When you have bought a few more roses and planted them all, what should you do? Why, read a book! And if you're a fan of light Regency romances with a bit of humor and mystery, you can settle down with Escaping Notice, the latest in the Archer family series.

Discarded by his betrothed with a parting sally that “being an earl does not excuse being a bore,” Hugh Castle, the Earl of Monnow, joins his brother on a relaxing cruise, hoping to forget. But a storm capsizes their boat, and despite Hugh’s desperate efforts, he can’t save his brother’s life. Then, when the wreckage reveals evidence of sabotage, he realizes he was never meant to return to dock. Someone intending to murder the earl killed his younger brother, instead. Angered and grieving, Hugh travels to London to enlist the aid of the Second Sons Inquiry Agency in finding his brother’s murderer.

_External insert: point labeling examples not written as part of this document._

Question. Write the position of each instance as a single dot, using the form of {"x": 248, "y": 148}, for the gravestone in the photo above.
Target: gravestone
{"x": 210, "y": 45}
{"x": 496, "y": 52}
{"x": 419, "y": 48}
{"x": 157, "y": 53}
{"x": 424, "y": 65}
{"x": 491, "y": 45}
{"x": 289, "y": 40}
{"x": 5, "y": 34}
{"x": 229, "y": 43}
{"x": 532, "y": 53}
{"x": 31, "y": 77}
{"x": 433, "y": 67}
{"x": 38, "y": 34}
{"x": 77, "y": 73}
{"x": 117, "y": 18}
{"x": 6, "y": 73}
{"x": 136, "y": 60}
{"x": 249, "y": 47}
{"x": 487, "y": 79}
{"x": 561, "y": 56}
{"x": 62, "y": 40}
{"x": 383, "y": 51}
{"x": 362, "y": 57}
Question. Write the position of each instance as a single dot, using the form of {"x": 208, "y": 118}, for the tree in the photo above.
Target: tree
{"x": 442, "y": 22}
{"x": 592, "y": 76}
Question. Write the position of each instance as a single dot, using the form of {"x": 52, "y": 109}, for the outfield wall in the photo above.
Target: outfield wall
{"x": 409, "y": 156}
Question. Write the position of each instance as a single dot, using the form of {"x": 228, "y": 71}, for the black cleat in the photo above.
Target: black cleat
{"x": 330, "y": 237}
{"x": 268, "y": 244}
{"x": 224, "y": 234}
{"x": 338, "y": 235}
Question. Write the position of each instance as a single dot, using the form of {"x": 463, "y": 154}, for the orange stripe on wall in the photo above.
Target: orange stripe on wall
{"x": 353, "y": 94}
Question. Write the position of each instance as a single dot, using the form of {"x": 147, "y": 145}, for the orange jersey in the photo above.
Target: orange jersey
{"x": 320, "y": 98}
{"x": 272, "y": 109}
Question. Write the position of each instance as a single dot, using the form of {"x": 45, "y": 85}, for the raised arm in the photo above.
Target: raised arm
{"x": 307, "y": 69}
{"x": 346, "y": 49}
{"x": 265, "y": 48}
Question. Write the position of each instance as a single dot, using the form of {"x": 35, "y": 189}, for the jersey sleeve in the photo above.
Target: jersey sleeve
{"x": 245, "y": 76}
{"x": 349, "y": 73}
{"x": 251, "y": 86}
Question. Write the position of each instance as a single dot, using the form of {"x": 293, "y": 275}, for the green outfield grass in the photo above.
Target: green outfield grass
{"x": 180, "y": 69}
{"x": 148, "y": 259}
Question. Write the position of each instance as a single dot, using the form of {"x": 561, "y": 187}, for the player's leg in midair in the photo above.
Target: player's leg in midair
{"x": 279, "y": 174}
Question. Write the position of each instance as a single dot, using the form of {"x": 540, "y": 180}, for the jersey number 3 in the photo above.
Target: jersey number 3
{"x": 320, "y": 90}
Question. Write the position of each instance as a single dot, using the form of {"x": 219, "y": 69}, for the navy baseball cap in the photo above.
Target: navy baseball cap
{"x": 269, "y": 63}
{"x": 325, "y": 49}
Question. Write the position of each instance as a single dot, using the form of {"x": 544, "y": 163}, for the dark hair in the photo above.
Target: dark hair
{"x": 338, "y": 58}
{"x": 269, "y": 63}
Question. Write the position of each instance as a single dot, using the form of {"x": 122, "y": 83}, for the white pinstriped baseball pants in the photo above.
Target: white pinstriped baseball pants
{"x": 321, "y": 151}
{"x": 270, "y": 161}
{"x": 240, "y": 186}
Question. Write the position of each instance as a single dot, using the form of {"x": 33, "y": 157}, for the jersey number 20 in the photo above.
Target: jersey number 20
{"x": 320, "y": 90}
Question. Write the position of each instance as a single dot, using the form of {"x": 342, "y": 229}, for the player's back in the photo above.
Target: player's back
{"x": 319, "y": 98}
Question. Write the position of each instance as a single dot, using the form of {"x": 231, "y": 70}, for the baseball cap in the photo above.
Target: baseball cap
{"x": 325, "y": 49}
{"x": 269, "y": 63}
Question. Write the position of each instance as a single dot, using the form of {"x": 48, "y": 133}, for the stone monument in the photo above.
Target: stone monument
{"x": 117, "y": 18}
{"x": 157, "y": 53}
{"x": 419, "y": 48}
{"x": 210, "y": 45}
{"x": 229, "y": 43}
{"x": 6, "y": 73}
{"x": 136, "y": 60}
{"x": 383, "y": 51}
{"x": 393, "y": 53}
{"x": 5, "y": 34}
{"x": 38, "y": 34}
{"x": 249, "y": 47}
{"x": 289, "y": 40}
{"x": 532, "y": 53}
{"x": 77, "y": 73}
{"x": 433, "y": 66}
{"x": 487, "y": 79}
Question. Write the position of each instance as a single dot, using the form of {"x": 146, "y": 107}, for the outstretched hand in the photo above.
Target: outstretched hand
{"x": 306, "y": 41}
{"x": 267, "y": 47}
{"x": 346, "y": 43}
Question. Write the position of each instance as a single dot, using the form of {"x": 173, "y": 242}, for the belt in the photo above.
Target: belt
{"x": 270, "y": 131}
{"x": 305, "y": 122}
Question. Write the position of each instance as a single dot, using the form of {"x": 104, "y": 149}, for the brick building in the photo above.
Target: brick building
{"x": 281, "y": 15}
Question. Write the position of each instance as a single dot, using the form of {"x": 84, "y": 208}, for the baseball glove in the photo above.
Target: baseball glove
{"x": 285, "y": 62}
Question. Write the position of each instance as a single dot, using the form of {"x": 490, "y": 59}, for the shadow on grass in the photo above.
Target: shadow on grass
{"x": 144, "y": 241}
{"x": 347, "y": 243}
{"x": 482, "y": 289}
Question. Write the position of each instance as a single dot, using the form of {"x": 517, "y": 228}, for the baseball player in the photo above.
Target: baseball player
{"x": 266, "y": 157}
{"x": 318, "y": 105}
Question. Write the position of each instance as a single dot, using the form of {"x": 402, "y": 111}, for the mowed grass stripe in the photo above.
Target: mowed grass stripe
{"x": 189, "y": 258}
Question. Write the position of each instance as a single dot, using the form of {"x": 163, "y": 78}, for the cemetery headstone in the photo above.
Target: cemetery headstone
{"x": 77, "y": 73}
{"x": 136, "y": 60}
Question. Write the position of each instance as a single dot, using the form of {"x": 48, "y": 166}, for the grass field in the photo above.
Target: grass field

Helen Archer attended the Earl of Monnow’s ball in expectation of joining the celebration for his betrothal, but the event seems destined for disaster. She arrives late, the earl makes no announcement, and Helen manages to lose the fabled (but cursed) Peckham necklace her sister reluctantly loaned to her. Unwilling to admit her carelessness to her sister, Helen rashly decides to return to the earl’s estate and retrieve it in secret.

When his aunt threatens to send him to the Earl of Monnow, his purportedly cruel uncle, Edward Leigh-Brown decides he’s had enough of female interference. He’s going to join the navy and follow in Lord Nelson’s footsteps to become a military hero. But finding his way to London is a lot harder for a young boy than it seems, and he’s soon lost. When he bumps into Miss Helen Archer at an inn, he’s more than happy to accept a ride in her carriage, even if she seems determined to escort him to an inquiry agency to hire someone to locate the family he doesn’t want located.

When the three meet in London at Second Sons, Helen impulsively decides to accompany Hugh to the earl’s home. They will be disguised as servants and free to pursue their secret goals. Hugh hopes to uncover a killer, Helen hopes to find her necklace, and Edward just hopes he can find the opportunity to escape again.

But they are soon engulfed in an adventure none of them anticipated, and Hugh must hurry to identify who wants him dead before their deception ends in the death of another innocent.